Simple : les FAI annoncent +10€/mois sur les abonnements pour prendre en charge les coûts liés au piratage.

Ensuite, comme la copie privée, les utilisateurs vont croire qu’ils payent pour compenser ça, et donc iront de plus belle chercher le dernier Marvel sur Piratin.com.

Résultat les ayants droits porteront encore plus plainte, les FAI devront encore plus en supporter le coût, etc donc …. loop.

Ainsi en moins d’un an, les abonnements Internet en France coûteront un SMIC par mois, empêchant les pauvres (c’est les seuls qui piratent, tout le monde le sait) de s’abonner.

Et donc plus de piratage.



Voilà.



PS : à tous ceux qui en viendraient à exploiter cette solution, sachez qu’elle est brevetée avec une rémunération de 2500€ à chaque idée traversant la tête indiquant voulant l’exploiter.
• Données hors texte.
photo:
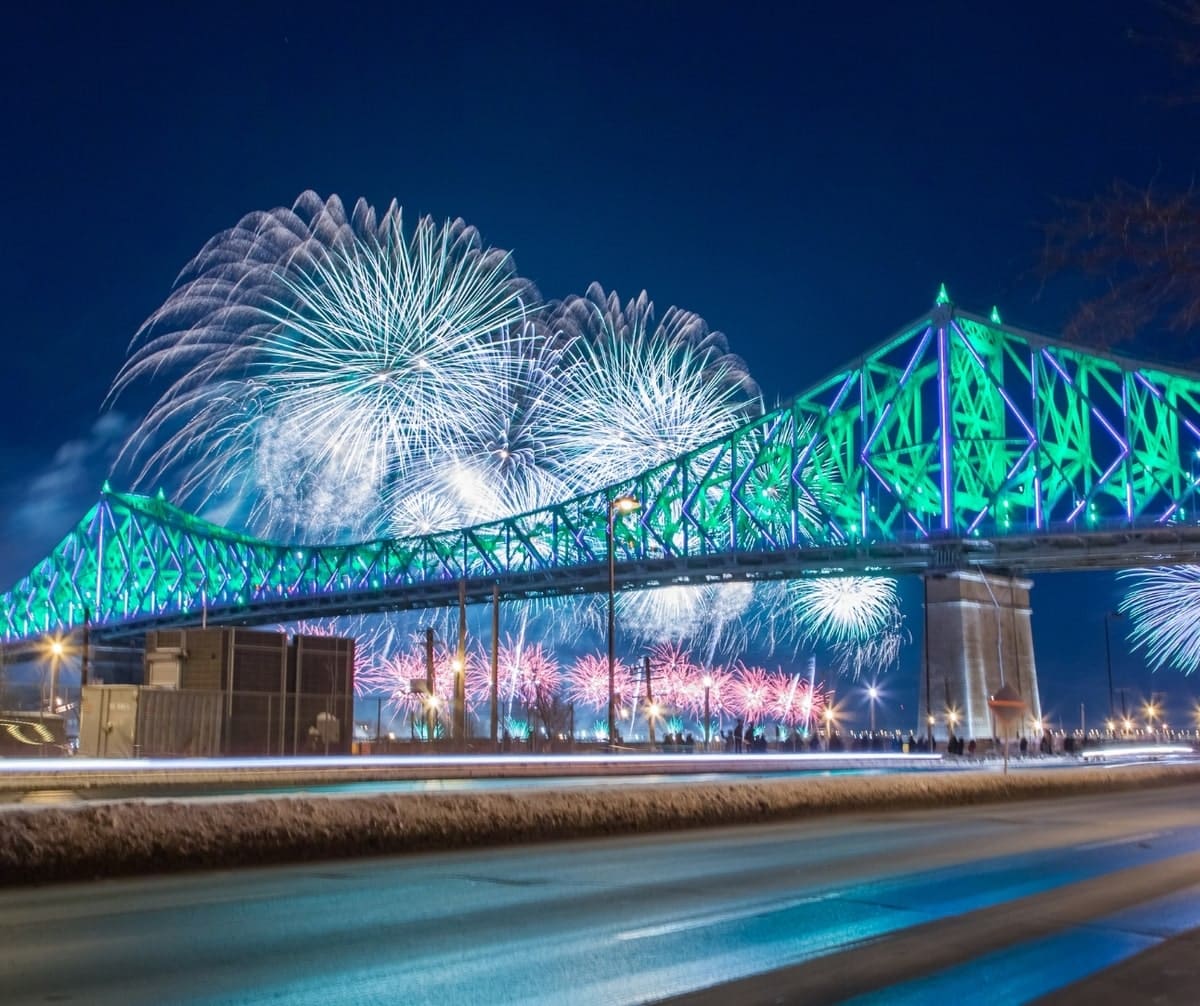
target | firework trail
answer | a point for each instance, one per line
(637, 394)
(587, 682)
(858, 616)
(1164, 606)
(345, 377)
(310, 342)
(797, 700)
(753, 689)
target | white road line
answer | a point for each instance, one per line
(1126, 840)
(714, 918)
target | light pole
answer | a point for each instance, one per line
(1108, 654)
(58, 650)
(625, 504)
(708, 720)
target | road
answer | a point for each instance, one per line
(903, 906)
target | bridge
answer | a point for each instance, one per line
(960, 448)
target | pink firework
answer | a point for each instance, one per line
(527, 672)
(391, 676)
(587, 682)
(751, 693)
(797, 700)
(672, 675)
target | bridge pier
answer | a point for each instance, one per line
(978, 636)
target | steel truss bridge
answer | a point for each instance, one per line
(958, 443)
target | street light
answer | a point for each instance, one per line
(55, 650)
(708, 720)
(1108, 654)
(624, 504)
(1151, 711)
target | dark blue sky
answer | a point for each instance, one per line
(802, 178)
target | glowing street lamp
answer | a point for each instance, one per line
(624, 504)
(708, 720)
(55, 650)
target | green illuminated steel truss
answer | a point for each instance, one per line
(959, 442)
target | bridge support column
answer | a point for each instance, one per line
(977, 638)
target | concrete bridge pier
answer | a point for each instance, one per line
(977, 638)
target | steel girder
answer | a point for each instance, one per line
(958, 442)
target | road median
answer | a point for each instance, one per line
(133, 838)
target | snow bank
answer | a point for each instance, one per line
(115, 839)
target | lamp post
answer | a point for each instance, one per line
(625, 504)
(1108, 653)
(708, 719)
(58, 650)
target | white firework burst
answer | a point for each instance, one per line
(858, 616)
(317, 352)
(1163, 603)
(636, 394)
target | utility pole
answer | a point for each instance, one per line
(496, 665)
(431, 696)
(649, 701)
(460, 675)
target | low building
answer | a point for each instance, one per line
(227, 690)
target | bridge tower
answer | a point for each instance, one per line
(977, 638)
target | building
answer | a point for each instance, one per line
(237, 692)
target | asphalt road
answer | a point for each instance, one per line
(924, 906)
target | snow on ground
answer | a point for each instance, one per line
(115, 839)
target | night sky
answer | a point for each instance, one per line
(802, 180)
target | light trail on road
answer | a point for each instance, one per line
(601, 921)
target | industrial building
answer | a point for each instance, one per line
(227, 692)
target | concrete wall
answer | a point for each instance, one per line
(978, 639)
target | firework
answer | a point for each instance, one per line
(751, 694)
(1164, 606)
(587, 682)
(850, 612)
(639, 394)
(322, 359)
(796, 700)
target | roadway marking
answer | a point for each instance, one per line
(1126, 840)
(717, 917)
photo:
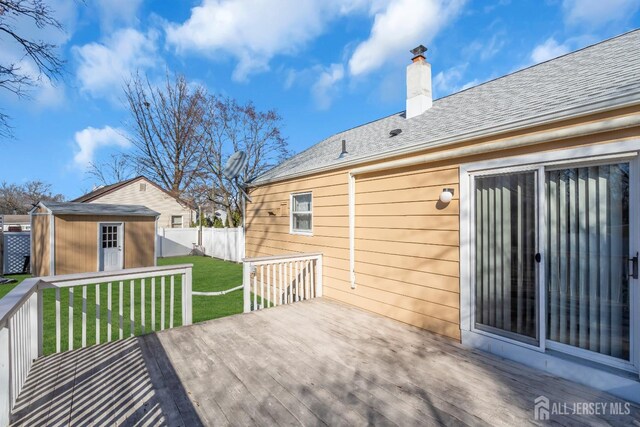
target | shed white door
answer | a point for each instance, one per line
(111, 247)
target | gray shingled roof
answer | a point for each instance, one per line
(74, 208)
(604, 71)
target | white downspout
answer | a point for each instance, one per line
(352, 229)
(586, 129)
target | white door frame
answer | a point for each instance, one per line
(608, 153)
(120, 225)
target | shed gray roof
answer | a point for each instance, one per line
(605, 72)
(98, 209)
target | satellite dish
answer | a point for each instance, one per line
(234, 168)
(235, 164)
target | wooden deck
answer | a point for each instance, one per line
(310, 363)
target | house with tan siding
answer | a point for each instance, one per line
(505, 216)
(174, 212)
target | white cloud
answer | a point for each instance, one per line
(254, 31)
(324, 89)
(104, 66)
(596, 13)
(113, 13)
(548, 50)
(91, 139)
(448, 81)
(399, 26)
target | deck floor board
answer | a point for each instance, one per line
(312, 363)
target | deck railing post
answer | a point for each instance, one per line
(5, 375)
(319, 276)
(187, 297)
(34, 344)
(40, 329)
(246, 283)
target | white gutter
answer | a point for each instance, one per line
(471, 150)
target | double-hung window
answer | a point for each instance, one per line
(301, 213)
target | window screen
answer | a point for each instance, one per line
(301, 213)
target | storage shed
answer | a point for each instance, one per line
(69, 237)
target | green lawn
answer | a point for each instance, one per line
(208, 275)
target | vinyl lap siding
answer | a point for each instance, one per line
(153, 198)
(40, 244)
(407, 245)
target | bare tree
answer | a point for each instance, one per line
(232, 127)
(19, 199)
(166, 130)
(13, 75)
(118, 168)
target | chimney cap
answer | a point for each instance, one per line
(418, 51)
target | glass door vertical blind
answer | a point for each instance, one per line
(586, 245)
(587, 258)
(505, 237)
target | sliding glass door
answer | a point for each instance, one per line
(505, 273)
(552, 263)
(588, 304)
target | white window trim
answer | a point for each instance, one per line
(181, 221)
(291, 212)
(523, 352)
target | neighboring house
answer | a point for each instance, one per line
(174, 213)
(505, 216)
(70, 237)
(15, 222)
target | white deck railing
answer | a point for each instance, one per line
(281, 279)
(22, 320)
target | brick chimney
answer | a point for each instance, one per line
(419, 97)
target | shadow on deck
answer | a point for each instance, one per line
(315, 362)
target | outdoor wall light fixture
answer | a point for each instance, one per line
(446, 195)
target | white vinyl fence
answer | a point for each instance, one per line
(223, 243)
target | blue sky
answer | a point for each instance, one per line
(325, 65)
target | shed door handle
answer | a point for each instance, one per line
(633, 268)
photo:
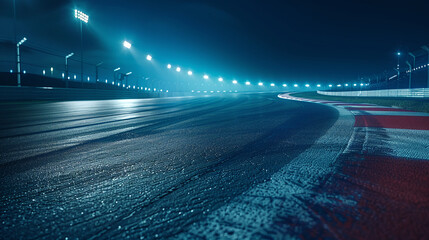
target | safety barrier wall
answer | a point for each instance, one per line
(412, 93)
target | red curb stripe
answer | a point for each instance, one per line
(379, 109)
(401, 122)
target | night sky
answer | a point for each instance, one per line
(300, 41)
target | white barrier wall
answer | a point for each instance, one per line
(413, 93)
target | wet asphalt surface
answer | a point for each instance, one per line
(145, 168)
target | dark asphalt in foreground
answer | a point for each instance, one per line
(141, 168)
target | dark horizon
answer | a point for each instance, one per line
(309, 42)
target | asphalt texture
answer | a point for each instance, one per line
(145, 168)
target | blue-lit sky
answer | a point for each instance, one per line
(279, 41)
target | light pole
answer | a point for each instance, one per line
(18, 61)
(14, 20)
(409, 76)
(427, 65)
(83, 19)
(67, 69)
(126, 78)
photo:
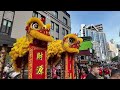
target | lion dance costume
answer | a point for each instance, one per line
(33, 50)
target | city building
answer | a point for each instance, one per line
(85, 54)
(13, 24)
(112, 49)
(98, 39)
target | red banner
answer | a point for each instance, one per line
(37, 65)
(69, 66)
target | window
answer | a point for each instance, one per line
(6, 26)
(64, 20)
(38, 15)
(52, 25)
(63, 31)
(55, 13)
(87, 32)
(57, 28)
(66, 32)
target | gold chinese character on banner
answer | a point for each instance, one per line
(39, 56)
(39, 69)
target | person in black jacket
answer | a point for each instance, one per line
(94, 72)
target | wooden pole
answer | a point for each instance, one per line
(22, 69)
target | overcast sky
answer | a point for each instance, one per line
(109, 19)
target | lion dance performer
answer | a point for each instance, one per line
(30, 50)
(67, 48)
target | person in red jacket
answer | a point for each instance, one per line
(83, 73)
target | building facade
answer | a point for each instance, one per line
(98, 39)
(13, 24)
(112, 49)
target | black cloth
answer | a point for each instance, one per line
(91, 76)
Toute personne lisant ce message doit ainsi payer la redevance.

J’accepte les espèces, chèques, carte bancaires, virement, etc.








SebGF a écrit :



Simple : les FAI annoncent +10€/mois sur les abonnements pour prendre en charge les coûts liés au piratage.

Ensuite, comme la copie privée, les utilisateurs vont croire qu’ils payent pour compenser ça, et donc iront de plus belle chercher le dernier Marvel sur Piratin.com.

Résultat les ayants droits porteront encore plus plainte, les FAI devront encore plus en supporter le coût, etc donc …. loop.

Ainsi en moins d’un an, les abonnements Internet en France coûteront un SMIC par mois, empêchant les pauvres (c’est les seuls qui piratent, tout le monde le sait) de s’abonner.

Et donc plus de piratage.



Voilà.



PS : à tous ceux qui en viendraient à exploiter cette solution, sachez qu’elle est brevetée avec une rémunération de 2500€ à chaque idée traversant la tête indiquant voulant l’exploiter. Toute personne lisant ce message doit ainsi payer la redevance.

J’accepte les espèces, chèques, carte bancaires, virement, etc.





Je valide tant que tu ne me demandes pas de payer en nature.